Committee members said that Supervisor Aaron Peskin also intends to seek a limit on the number of storefronts an equity applicant can apply for.

Kim signaled her support of that change. “Hearing that there are equity applicants that have as many as seven applications, I think that that should be limited,” Kim said. “On a certain level, once you get an application approved you are no longer an equity applicant.”

Supervisor Ahsha Safai said he wants to make area median income a required qualification for an equity applicant.

Among the six criteria is to have a household income below 80 percent of the average median income in San Francisco for 2017, which for a one-person household is $64,550. Safai wants to raise the income eligibility to 100 percent area median income and make this a requirement. The applicant would then have to meet two of the other five eligibility criteria.

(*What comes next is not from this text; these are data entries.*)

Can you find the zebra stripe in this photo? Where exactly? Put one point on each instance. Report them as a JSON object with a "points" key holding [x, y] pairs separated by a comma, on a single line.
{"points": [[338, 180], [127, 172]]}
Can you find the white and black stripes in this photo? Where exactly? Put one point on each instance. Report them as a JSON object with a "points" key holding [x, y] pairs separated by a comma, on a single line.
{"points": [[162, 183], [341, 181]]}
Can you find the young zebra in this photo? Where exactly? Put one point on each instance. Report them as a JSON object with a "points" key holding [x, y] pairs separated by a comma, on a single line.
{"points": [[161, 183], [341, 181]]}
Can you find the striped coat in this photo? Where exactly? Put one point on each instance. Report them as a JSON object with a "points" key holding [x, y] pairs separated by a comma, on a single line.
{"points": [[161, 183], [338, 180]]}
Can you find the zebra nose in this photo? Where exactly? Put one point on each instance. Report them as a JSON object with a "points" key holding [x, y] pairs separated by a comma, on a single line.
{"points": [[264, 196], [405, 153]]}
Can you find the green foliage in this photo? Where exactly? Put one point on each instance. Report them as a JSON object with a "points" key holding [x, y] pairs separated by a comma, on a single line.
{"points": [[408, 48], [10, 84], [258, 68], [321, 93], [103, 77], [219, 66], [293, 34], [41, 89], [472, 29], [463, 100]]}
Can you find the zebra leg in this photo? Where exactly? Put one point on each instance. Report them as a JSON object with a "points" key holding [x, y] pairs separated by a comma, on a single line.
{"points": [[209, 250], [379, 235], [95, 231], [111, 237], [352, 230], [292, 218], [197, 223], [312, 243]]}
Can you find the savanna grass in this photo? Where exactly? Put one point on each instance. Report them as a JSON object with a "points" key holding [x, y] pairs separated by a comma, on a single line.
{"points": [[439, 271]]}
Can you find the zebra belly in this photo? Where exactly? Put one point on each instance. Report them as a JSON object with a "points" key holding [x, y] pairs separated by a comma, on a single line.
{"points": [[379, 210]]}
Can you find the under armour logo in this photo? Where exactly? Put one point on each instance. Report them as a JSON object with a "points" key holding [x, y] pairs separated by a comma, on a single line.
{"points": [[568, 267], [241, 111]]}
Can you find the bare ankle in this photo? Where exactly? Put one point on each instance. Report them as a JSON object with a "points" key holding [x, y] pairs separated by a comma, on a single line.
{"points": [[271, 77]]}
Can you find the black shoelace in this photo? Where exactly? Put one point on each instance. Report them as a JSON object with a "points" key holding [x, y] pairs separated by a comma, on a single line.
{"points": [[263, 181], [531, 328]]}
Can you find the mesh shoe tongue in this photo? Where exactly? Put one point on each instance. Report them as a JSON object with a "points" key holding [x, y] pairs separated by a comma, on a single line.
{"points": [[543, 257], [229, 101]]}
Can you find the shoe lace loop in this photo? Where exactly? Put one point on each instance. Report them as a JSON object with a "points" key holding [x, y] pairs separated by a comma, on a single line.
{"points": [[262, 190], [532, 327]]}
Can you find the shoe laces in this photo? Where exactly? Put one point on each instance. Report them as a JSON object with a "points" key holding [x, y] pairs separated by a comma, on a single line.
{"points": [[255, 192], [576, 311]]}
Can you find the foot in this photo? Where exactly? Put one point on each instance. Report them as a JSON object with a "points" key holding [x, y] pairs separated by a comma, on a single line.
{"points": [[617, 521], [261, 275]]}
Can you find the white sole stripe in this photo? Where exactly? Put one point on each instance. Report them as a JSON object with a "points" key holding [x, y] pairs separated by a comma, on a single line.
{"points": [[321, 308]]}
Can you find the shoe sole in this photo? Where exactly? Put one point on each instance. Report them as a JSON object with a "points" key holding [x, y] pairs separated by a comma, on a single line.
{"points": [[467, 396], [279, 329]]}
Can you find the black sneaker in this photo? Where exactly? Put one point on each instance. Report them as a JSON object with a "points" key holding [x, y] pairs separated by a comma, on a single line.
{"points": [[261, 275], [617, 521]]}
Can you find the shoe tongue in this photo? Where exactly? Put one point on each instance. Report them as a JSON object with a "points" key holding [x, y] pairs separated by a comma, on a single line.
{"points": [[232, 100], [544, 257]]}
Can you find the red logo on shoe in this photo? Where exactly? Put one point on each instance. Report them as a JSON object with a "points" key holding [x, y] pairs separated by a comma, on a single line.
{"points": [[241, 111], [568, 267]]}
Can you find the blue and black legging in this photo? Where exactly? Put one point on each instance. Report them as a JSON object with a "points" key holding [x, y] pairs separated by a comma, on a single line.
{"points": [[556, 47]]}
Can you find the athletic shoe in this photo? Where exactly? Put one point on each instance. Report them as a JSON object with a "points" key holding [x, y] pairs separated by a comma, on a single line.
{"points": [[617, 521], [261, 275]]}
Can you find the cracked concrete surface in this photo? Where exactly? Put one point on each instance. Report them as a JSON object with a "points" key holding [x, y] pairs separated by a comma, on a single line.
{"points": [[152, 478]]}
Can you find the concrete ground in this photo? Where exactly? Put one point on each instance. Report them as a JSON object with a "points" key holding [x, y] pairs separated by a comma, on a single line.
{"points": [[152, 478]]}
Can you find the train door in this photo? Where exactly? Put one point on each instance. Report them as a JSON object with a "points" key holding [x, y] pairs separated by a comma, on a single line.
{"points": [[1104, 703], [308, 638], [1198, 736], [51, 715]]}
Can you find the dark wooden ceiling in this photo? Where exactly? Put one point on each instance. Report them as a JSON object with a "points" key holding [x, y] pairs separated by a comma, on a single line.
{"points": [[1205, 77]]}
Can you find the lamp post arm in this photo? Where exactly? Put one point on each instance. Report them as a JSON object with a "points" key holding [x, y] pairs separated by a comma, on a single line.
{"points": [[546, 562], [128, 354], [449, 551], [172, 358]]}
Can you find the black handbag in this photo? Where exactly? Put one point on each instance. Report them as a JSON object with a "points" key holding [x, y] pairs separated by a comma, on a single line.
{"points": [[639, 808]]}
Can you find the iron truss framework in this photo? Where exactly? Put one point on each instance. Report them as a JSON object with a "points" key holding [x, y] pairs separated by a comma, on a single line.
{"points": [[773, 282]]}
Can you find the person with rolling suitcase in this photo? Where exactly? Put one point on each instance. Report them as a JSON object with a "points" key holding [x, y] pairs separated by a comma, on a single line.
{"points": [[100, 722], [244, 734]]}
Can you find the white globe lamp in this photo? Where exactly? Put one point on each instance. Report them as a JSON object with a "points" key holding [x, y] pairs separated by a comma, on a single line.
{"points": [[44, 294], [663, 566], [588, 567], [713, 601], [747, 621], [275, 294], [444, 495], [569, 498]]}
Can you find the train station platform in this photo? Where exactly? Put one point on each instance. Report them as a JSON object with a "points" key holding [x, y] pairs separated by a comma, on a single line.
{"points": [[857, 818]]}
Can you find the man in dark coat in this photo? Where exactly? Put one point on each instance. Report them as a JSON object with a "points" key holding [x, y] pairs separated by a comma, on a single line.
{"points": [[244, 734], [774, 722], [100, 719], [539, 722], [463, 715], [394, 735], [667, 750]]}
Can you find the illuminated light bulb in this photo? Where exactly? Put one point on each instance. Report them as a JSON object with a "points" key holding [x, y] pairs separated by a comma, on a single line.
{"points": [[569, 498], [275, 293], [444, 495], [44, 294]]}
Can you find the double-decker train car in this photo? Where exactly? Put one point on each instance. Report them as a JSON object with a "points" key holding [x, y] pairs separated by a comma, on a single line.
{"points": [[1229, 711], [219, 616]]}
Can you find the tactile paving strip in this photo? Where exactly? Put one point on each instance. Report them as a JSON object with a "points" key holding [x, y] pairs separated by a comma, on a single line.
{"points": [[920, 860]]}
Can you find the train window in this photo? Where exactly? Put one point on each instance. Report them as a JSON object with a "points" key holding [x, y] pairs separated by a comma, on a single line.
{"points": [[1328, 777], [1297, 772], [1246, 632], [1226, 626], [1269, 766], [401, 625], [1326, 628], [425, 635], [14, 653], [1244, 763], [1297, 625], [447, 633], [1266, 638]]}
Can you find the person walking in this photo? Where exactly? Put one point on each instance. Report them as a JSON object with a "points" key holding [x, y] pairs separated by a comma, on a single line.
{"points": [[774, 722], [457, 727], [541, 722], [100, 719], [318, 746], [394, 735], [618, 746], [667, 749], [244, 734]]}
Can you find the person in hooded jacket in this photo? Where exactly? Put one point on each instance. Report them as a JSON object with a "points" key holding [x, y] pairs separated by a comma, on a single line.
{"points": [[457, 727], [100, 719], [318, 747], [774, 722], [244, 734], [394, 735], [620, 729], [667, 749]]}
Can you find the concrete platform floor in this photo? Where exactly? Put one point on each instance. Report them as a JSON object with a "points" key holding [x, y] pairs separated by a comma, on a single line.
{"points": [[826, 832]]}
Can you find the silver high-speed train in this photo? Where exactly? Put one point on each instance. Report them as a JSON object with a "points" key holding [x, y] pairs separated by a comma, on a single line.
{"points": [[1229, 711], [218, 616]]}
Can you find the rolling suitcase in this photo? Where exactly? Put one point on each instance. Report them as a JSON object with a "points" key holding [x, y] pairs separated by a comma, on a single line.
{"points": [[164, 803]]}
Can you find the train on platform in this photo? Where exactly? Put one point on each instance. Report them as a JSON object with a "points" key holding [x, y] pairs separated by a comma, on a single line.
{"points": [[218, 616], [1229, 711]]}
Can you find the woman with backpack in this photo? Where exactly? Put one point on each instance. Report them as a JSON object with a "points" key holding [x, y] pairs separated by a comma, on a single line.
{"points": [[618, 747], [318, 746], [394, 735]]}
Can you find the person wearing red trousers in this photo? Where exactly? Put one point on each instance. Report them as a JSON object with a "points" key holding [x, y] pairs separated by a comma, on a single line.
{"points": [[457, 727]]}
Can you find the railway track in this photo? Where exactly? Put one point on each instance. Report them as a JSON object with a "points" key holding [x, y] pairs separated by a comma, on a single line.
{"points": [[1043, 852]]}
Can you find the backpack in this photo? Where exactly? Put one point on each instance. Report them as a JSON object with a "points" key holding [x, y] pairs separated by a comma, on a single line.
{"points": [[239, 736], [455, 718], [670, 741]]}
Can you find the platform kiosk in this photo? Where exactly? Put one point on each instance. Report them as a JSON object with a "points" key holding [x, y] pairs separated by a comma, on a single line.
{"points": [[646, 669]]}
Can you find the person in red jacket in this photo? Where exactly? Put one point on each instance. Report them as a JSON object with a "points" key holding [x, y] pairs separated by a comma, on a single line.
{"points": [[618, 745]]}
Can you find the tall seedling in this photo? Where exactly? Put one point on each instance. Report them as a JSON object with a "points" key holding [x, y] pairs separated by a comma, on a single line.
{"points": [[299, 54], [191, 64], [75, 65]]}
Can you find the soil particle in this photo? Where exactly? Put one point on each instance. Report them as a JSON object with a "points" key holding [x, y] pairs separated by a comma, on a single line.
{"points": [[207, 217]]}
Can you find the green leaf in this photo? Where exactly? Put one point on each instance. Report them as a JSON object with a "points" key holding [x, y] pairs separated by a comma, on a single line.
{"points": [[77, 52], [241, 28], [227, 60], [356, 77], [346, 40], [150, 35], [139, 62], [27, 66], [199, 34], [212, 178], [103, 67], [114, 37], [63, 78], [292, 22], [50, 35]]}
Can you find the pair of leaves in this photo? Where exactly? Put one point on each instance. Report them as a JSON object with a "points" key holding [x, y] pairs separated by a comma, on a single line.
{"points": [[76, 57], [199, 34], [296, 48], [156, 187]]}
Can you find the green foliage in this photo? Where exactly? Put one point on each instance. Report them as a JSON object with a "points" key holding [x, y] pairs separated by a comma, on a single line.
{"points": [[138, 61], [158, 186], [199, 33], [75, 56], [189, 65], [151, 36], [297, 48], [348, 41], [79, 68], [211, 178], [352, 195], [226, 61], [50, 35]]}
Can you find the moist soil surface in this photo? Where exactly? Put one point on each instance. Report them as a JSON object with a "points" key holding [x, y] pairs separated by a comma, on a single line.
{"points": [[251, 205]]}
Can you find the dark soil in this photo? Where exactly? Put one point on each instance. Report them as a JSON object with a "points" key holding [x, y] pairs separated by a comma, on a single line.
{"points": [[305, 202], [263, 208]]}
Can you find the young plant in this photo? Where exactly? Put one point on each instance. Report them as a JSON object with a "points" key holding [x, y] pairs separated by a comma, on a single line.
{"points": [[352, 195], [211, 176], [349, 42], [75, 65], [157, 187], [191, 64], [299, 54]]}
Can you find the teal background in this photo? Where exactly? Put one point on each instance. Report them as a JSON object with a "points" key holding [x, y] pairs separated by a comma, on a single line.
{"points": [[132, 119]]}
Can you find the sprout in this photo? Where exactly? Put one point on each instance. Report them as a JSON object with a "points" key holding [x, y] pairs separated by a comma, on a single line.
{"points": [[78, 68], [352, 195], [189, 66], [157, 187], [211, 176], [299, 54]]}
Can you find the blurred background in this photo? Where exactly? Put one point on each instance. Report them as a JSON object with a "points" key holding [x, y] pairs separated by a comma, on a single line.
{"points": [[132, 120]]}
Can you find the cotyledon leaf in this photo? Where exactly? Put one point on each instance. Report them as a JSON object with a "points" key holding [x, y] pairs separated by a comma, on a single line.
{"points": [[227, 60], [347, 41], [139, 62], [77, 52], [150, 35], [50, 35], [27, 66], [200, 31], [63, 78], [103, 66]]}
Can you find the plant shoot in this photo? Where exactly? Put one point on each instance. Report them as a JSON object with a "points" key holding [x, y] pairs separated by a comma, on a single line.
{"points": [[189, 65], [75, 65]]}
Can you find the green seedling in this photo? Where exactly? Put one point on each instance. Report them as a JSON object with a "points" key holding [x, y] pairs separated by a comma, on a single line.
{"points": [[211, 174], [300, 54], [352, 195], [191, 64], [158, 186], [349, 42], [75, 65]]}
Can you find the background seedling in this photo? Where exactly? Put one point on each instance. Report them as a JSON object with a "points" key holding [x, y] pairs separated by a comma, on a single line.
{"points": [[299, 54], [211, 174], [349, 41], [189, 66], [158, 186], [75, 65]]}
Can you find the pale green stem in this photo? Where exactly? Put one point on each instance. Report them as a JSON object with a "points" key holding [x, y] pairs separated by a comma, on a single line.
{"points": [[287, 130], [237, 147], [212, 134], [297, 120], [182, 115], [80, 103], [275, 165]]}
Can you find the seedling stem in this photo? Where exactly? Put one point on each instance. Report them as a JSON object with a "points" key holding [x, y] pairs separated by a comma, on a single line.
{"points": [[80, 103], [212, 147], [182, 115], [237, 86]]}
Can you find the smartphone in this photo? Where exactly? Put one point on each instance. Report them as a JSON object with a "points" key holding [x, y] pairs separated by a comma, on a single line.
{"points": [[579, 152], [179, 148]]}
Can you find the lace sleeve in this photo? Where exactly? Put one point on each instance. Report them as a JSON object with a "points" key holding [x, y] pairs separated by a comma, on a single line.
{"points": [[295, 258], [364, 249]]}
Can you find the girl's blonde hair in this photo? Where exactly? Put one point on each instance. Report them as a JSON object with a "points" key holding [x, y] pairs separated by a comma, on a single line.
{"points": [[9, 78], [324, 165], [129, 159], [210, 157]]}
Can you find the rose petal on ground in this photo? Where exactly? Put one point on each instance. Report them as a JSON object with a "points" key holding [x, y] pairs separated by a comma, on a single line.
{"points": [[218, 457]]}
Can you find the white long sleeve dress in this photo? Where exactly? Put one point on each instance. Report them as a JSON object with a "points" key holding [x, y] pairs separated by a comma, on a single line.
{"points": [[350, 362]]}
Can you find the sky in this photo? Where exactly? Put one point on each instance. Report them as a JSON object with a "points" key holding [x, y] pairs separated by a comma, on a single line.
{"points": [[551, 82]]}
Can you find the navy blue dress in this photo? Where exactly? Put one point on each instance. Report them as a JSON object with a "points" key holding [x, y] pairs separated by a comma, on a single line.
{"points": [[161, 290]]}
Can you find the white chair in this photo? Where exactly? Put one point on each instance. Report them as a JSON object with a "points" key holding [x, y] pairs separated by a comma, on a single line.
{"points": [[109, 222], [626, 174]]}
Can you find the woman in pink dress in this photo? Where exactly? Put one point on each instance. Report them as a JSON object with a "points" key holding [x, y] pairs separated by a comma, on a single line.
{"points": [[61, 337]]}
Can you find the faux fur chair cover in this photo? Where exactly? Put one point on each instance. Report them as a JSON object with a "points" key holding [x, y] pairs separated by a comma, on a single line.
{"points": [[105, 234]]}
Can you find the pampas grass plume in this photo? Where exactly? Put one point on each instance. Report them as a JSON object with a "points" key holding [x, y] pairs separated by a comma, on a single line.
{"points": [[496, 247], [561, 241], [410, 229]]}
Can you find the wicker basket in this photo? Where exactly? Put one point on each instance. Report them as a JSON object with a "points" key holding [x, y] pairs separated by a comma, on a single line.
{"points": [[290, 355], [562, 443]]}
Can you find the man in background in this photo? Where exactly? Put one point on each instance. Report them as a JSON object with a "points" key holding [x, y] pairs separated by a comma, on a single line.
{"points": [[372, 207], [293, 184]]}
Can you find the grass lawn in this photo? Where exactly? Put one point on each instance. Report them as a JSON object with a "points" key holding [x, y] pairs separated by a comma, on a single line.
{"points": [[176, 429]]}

“It’s a social equity program,” Safai said. “I think it’s important that at the time of application that the applicant themselves must be someone that is in need of trying to get a foothold in this industry.” He said the “financially stable” shouldn’t benefit from the program.

Another point of contention is what stake outside investors can have in a permit holder’s business. The proposal allows up to 49 percent. The board is also weighing whether to grandfather in more medical dispensaries who were initially cut off since their applications were still in the approval pipeline. Safai, who opposes the change, said up to 10 more could be allowed to sell retail than initially proposed, although the Office of Cannabis couldn’t confirm that number.

Editor’s Note: This story has been updated to clarify the action the committee took.